Back in the late 20th century I defined some benchmarks for common crystallographic programs with the aim of deciding which hardware to buy.  By about 2003 the champion of my refmac benchmark (https://bl831.als.lbl.gov/~jamesh/benchmarks/index.html#refmac) was the new (at the time) AMD "Opteron" at 1.4 GHz.  That ran in 74 seconds.

Last year, I bought a rather expensive 4-socket Intel Xeon E7-8870 v3 (turbos to 3.0 GHz), which is the current champion of my XDS benchmark.  The same old refmac benchmark on this new machine, however, runs in 68.6 seconds.  Only a smidge faster than that old Opteron (which I threw away years ago).

The Xeon X5550 in consideration here takes 74.1 seconds to run this same refmac benchmark, so price/performance wise I'd say that's not such a bad deal.

The fastest time I have for refmac to date is 41.4 seconds on a Xeon W-2155, but if you scale by GHz you can see this is mostly due to its fast clock speed (turbo to 4.5 GHz). With a few notable exceptions like XDS, HKL2k and shelx, which are multi-processing and optimized to take advantage of the latest processor features using intel compilers, most crystallographic software is either written in Python or compiled with gcc.  In both these cases you end up with performance pretty much scaling with GHz.  And GHz is heat.

Admittedly, the correlation is not perfect, and software has changed a wee bit over the years, so comparisons across the decades are not exactly fair, but the lesson I have learned from all my benchmarking is that single-core raw performance has not changed much in the last ~10 years or so.  Almost all the speed increase we have seen has come from parallelization.

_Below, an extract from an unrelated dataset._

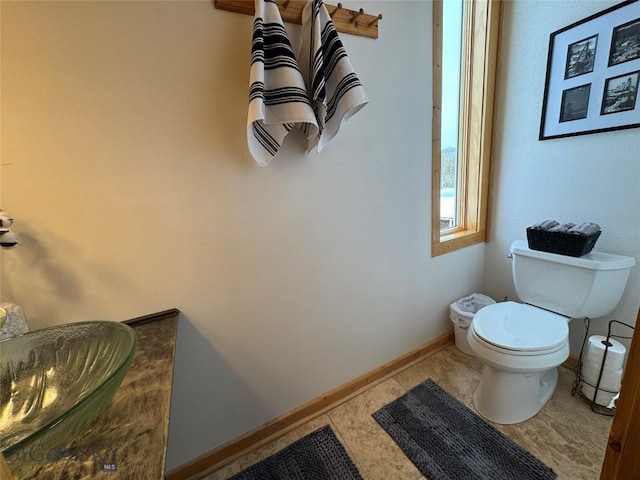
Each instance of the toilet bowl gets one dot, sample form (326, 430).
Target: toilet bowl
(522, 344)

And one should not be too quick to dismiss clusters in favor of a single box with a high core count. The latter can be held back by memory contention and other hard-to-diagnose problems.  Even with parallel execution many crystallography programs don't get any faster beyond using about 8-10 cores.  Don't let 100% utilization fool you!  Use a timer and you'll see.  I'm not really sure why that is, but it is the reason that same Xeon W-2155 that leads my refmac benchmark is also my champion system for running DIALS and phenix.refine.

My two cents,

-James Holton
MAD Scientist


On 11/26/2018 1:10 AM, V F wrote:
Dear all,
Thanks for all the off/list replies.

To be honest, how much are they paying you to take it? Can you sell it for
scrap?
May be I will give it a pass.

To compare, two dual CPU servers with Skylake Gold 6148 - that is 40 cores -
will probably beat the whole lot even if you could keep the cluster going.
And keeping clusters busy is a time consuming challenge... I know!
If they are 250W servers, then you are looking at £8000 per year to power
and cool it. The two modern servers will be more like £1500 per year to run.
And the servers will only cost about £6000... the economics and planet don't
stack up!
By servers do you mean tower/standalone?

Thanks for the detailed explanation. From 2012, we already have many
dell precision T5600 with 2 x Xeon E5-2643 (8 Cores) (16 threads) and
I was hoping parallellisation with clusters maybe of some help. Looks
not.

These are running so well (takes about 45 min for a typical dataset
reduction with DIALS) I am not sure buying new ones is useful.